Mortgage rates stayed mostly steady today, on average.  For the record, that means some lenders were in slightly better shape versus yesterday's latest levels while others were in worse shape.  This is always the case on days where rates remain unchanged on average, but the discrepancies can be larger than normal at the moment due to recent volatility.

With it being a shortened holiday week (bond markets closed on Thursday and only nominally open on Friday), tomorrow is essentially the last day with meaningful market participation.  While it seems that rate volatility has died down significantly for now, the more recent an episode of major volatility, the more susceptible rates can be to aftershocks.  It could easily be the case that we see no such aftershock, but it's still a bit soon to trust the recent rate ceiling and hope for improvements.

If we do see improvements, they'd likely be fairly contained for a few key reasons.  Chief among these is the fact that the financial world must wait for one of two things before rates have a chance of major improvement.  We'd either need to see some big shock or we'll simply have to wait for clarity on Trump's policy path.  And we can't possibly get enough clarity about the policy path until Trump actually takes office.  

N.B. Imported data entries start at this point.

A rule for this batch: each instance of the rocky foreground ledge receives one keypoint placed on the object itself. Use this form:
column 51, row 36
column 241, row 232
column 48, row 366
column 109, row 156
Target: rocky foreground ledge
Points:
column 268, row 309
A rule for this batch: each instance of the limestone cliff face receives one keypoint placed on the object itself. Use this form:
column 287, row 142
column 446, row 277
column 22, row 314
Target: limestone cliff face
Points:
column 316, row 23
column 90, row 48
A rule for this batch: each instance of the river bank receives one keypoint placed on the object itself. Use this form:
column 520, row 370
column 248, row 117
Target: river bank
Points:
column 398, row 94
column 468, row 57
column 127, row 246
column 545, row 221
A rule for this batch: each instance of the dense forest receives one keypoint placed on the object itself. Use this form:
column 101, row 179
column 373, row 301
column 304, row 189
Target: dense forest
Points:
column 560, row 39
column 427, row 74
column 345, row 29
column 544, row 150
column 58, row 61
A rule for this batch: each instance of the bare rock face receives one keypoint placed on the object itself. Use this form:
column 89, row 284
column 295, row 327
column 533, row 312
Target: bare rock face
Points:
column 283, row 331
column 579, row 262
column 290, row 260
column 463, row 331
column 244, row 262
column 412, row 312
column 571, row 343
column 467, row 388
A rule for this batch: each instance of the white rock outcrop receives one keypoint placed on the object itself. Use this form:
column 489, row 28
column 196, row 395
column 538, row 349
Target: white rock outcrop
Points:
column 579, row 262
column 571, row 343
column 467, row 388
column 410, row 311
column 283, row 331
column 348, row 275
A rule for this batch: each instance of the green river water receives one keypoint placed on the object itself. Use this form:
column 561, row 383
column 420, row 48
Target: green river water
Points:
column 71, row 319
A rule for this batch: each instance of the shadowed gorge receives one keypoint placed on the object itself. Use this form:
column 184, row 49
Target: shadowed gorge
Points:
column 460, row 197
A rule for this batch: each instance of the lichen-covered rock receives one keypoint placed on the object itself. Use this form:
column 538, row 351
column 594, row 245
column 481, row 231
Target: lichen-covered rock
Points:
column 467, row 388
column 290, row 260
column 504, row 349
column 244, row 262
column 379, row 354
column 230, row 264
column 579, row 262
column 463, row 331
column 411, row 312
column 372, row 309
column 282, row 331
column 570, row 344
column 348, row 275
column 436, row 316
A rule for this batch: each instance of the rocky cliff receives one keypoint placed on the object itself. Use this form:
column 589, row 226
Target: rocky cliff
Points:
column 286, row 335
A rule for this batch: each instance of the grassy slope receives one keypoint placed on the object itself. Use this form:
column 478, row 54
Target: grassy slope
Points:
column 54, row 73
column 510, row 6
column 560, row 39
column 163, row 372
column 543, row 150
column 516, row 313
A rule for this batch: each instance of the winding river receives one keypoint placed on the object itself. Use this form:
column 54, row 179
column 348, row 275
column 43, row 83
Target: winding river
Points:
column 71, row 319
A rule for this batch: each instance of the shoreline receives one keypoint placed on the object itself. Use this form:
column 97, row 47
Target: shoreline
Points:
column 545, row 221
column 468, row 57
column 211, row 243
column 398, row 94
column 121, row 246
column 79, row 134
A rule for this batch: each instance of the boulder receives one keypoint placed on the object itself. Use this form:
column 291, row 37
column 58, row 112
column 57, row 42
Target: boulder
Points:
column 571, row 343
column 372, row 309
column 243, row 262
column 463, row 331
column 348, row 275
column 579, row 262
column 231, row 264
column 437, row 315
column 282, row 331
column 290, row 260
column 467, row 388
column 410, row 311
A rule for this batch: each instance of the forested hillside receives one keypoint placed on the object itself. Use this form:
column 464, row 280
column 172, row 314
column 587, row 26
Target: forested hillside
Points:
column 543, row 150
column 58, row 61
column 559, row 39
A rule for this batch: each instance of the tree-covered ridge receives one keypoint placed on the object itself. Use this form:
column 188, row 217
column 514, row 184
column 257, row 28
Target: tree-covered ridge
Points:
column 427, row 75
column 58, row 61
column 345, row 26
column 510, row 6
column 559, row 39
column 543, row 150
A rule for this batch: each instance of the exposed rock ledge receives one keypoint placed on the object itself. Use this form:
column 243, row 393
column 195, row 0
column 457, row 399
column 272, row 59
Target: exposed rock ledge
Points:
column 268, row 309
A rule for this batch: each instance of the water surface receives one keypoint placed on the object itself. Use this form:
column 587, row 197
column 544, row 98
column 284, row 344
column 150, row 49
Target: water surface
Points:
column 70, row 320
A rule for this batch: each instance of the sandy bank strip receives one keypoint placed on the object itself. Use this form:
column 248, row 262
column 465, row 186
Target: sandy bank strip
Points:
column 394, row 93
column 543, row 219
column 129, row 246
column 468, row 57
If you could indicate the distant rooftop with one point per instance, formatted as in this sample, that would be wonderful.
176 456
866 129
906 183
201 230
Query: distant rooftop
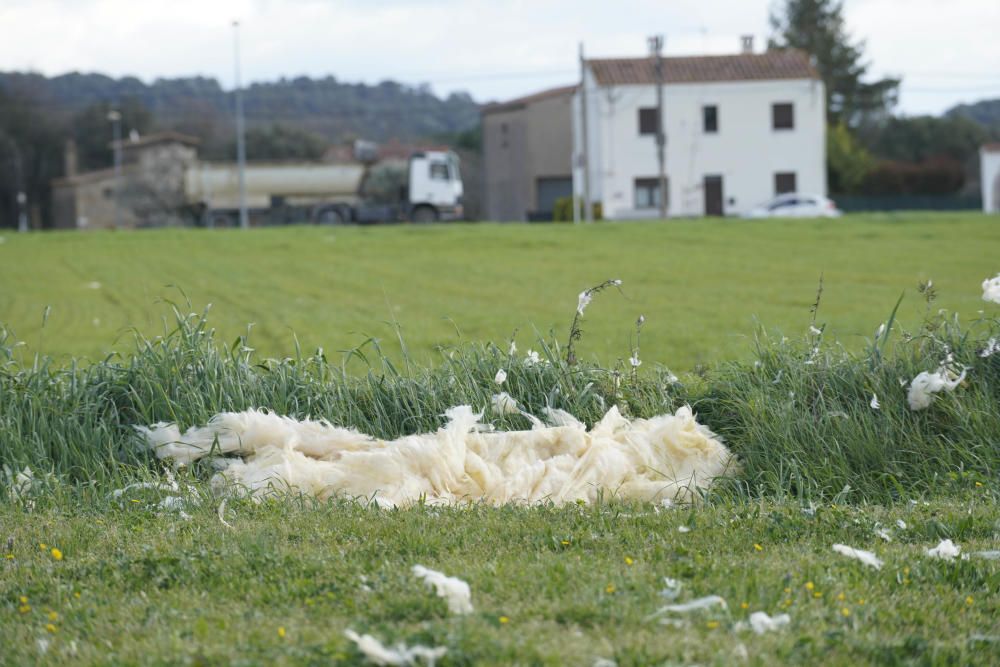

For more on how and why the election affected mortgage rates, here are the relevant recaps:

(11/9/2016)    Worst Day For Mortgage Rates in Over 3 Years
(11/10/2016)  Mortgage Rate Pain on Par With Taper Tantrum
(11/14/2016)  Mortgage Rates Skyrocket to 4%. New Normal?

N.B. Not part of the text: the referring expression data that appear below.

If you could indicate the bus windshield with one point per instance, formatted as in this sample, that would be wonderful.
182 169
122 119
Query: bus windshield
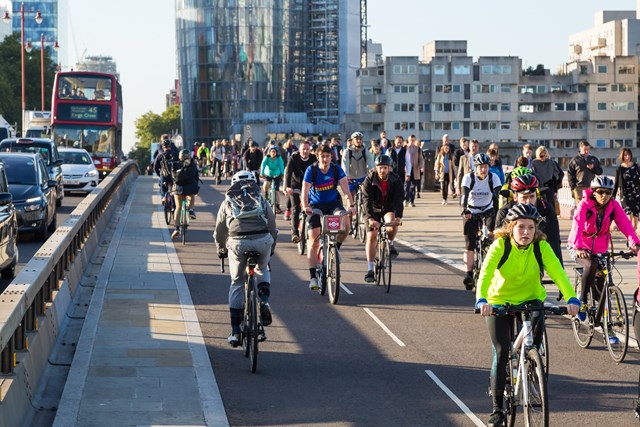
84 87
99 141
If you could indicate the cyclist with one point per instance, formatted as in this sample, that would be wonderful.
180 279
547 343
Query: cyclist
253 160
296 167
320 191
185 176
382 199
235 234
514 279
525 191
590 232
357 161
163 165
479 188
272 169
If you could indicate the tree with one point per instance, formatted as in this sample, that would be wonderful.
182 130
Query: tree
10 79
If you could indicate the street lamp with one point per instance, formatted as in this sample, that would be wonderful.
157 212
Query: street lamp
7 19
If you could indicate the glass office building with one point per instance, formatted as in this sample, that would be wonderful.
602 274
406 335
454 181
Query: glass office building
33 30
262 56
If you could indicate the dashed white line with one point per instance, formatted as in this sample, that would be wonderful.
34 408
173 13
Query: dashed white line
455 399
384 328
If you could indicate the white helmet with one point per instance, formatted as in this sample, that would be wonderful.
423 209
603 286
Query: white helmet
243 176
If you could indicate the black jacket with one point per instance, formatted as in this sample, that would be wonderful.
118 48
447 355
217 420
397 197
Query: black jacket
296 167
372 196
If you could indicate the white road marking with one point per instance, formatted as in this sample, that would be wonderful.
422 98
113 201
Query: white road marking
455 399
384 327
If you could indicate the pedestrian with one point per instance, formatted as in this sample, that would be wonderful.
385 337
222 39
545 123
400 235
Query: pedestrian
582 169
628 182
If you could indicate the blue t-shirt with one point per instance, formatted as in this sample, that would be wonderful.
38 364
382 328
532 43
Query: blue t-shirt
323 190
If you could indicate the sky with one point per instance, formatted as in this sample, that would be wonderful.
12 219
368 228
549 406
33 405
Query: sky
140 36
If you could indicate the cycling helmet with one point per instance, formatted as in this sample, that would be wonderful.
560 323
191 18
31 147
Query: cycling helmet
523 211
383 160
481 159
524 184
243 176
520 170
184 154
602 181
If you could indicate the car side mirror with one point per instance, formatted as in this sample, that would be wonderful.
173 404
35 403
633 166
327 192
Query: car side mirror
5 199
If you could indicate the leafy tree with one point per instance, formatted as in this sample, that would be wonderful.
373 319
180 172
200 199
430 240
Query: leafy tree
10 79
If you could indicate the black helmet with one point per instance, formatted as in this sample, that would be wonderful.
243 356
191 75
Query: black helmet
383 160
523 211
602 181
481 159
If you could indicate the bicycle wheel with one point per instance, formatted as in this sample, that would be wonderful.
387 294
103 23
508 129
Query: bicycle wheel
583 331
333 279
535 402
617 323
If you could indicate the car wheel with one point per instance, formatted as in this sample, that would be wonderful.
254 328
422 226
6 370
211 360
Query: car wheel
9 272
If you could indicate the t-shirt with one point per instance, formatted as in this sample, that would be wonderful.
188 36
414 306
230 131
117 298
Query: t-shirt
323 190
480 196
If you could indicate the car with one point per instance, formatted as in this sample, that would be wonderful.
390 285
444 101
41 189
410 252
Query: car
34 194
49 151
78 171
8 229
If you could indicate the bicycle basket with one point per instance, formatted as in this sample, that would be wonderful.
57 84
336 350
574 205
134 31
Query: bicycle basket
333 224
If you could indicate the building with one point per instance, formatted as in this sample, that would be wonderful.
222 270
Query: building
243 60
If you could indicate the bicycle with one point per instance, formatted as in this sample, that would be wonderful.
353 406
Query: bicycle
606 307
383 257
328 267
526 383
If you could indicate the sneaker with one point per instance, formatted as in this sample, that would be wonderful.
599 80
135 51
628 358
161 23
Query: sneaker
496 419
393 251
370 277
265 313
234 340
468 282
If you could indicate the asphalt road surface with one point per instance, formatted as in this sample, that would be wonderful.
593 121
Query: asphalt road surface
415 356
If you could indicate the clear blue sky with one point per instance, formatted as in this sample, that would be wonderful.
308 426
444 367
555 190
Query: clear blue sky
140 36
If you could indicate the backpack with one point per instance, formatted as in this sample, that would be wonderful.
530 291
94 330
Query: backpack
507 251
245 200
314 174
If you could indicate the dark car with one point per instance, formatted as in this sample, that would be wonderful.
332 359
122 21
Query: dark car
8 230
49 152
34 194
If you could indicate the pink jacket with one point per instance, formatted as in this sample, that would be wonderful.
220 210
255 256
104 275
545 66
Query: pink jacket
585 235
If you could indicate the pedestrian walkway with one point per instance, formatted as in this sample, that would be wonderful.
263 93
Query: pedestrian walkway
141 358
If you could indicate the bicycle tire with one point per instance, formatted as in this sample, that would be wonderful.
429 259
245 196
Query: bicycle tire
617 321
536 404
386 266
333 273
583 331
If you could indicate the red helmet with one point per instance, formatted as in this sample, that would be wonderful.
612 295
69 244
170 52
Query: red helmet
524 184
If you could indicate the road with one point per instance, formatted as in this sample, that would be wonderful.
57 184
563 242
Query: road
415 356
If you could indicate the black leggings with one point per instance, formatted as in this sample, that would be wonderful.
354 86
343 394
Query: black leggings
500 333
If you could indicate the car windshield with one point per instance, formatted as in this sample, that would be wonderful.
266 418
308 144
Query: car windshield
71 158
26 148
20 170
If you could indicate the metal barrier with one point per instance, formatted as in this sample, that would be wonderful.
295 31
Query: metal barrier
38 284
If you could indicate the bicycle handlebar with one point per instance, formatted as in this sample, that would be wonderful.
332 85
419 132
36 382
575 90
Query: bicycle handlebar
509 309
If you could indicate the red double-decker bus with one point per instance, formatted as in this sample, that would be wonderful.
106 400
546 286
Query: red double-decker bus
87 113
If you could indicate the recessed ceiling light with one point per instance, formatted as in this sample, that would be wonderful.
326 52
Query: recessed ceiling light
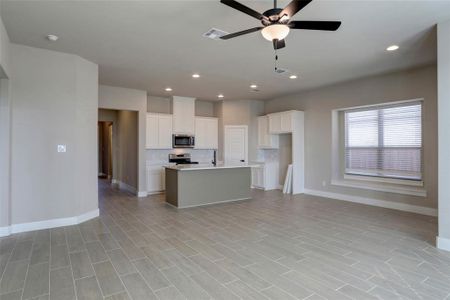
392 48
52 37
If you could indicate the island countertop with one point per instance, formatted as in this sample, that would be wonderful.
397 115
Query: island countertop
194 167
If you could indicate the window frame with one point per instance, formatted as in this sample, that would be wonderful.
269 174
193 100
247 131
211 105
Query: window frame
380 177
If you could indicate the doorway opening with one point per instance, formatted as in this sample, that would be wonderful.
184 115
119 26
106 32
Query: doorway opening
105 159
118 149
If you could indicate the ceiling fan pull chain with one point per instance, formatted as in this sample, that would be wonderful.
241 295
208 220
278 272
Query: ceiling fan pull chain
276 60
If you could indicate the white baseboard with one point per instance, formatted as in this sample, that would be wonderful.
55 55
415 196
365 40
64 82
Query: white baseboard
5 231
443 243
155 192
53 223
142 194
376 202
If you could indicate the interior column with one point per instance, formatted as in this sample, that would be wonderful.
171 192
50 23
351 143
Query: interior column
443 239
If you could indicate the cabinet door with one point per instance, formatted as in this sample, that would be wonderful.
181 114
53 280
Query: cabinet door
183 115
262 131
212 134
162 181
275 123
255 177
261 177
165 131
286 122
152 132
200 133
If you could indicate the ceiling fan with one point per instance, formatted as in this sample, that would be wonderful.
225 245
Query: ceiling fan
277 22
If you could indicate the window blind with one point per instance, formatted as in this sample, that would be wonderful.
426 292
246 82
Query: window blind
384 141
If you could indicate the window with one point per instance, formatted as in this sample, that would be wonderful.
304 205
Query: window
384 141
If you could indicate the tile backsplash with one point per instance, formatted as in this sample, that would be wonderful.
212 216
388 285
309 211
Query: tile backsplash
161 156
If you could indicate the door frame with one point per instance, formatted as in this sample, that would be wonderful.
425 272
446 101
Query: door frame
225 135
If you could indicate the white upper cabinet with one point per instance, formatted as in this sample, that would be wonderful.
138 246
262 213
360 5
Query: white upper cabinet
183 115
206 133
265 139
281 122
159 131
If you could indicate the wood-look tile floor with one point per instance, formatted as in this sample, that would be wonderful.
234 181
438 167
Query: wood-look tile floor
271 247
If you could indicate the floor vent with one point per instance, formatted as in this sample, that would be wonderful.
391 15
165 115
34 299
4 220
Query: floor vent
214 33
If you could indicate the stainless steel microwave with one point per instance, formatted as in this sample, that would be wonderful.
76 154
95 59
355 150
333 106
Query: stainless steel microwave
183 141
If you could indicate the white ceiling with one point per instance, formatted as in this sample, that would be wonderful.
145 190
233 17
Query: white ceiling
150 45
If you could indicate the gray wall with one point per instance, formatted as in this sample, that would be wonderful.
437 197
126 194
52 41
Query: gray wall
164 105
159 104
318 104
5 153
4 51
5 131
444 130
132 100
54 101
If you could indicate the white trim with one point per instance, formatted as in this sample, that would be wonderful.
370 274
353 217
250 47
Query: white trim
404 190
5 231
87 216
375 202
211 203
142 194
155 192
39 225
443 243
380 104
384 180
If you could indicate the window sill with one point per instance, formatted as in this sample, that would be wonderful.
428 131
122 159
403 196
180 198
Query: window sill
383 180
382 187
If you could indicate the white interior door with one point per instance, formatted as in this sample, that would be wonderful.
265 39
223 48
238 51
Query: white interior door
236 144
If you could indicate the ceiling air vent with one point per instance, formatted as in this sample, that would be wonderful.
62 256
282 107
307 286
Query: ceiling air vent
214 33
281 71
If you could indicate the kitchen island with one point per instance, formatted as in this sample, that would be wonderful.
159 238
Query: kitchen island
197 185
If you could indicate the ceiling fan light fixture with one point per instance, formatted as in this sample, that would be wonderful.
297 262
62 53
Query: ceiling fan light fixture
275 32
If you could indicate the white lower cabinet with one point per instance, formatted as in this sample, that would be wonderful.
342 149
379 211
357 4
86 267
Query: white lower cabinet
265 176
156 179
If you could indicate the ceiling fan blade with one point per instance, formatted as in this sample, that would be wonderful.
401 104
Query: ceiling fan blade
244 9
235 34
278 44
315 25
294 7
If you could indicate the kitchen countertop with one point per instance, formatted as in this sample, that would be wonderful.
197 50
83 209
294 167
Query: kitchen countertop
194 167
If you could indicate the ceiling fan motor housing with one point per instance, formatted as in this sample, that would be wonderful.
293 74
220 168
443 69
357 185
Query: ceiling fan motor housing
272 16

Loan Originator Perspective

The magnitude of recent bond market panic means the default game plan for new applications has been to lock for 45 days. It also means we could see a lull that allows risk-takers some room to strategize.  Rates have already leveled off enough that I would consider taking my finger off the panic button if they can show me one more day of stability.  From there, I'd want to see some improvement coming out of the holiday week when volume picks back up and especially into early December before getting too excited.  As a proxy for mortgage-rate momentum, if 10yr Treasury yields were to break above 2.40%, I'd be reaching for the panic button again very quickly.    -Gus Floropoulos, VP, The Federal Savings Bank


Today's Best-Execution Rates

  • 30YR FIXED - 4.125%
  • FHA/VA - 3.75-4.0%
  • 15 YEAR FIXED - 3.375%
  • 5 YEAR ARMS -  2.75 - 3.25% depending on the lender


Ongoing Lock/Float Considerations

  • Rates have generally been trending higher since hitting all-time lows in early July, and exploded higher following the presidential election
  • Clearly-defined uptrends provide higher-than-average motivation to lock, especially when the pace of rising rates accelerates quickly

  • Risk-takers can try to time the dips in rates that may occur during that broader uptrend, but the reward for good timing generally isn't worth the risk in these situations
     
  • We'd need to see a sustained push back toward lower rates (something that lasts more than 1-3 days) before anything less than a cautious, lock-biased approach makes sense for all but the most risk-tolerant borrowers. 
     
  • As always, please keep in mind that the rates discussed generally refer to what we've termed 'best-execution' (that is, the most frequently quoted, conforming, conventional 30yr fixed rate for top tier borrowers, based not only on the outright price, but also 'bang-for-the-buck.'  Generally speaking, our best-execution rate tends to connote no origination or discount points--though this can vary--and tends to predict Freddie Mac's weekly survey with high accuracy.  It's safe to assume that our best-ex rate is the more timely and accurate of the two due to Freddie's once-a-week polling method).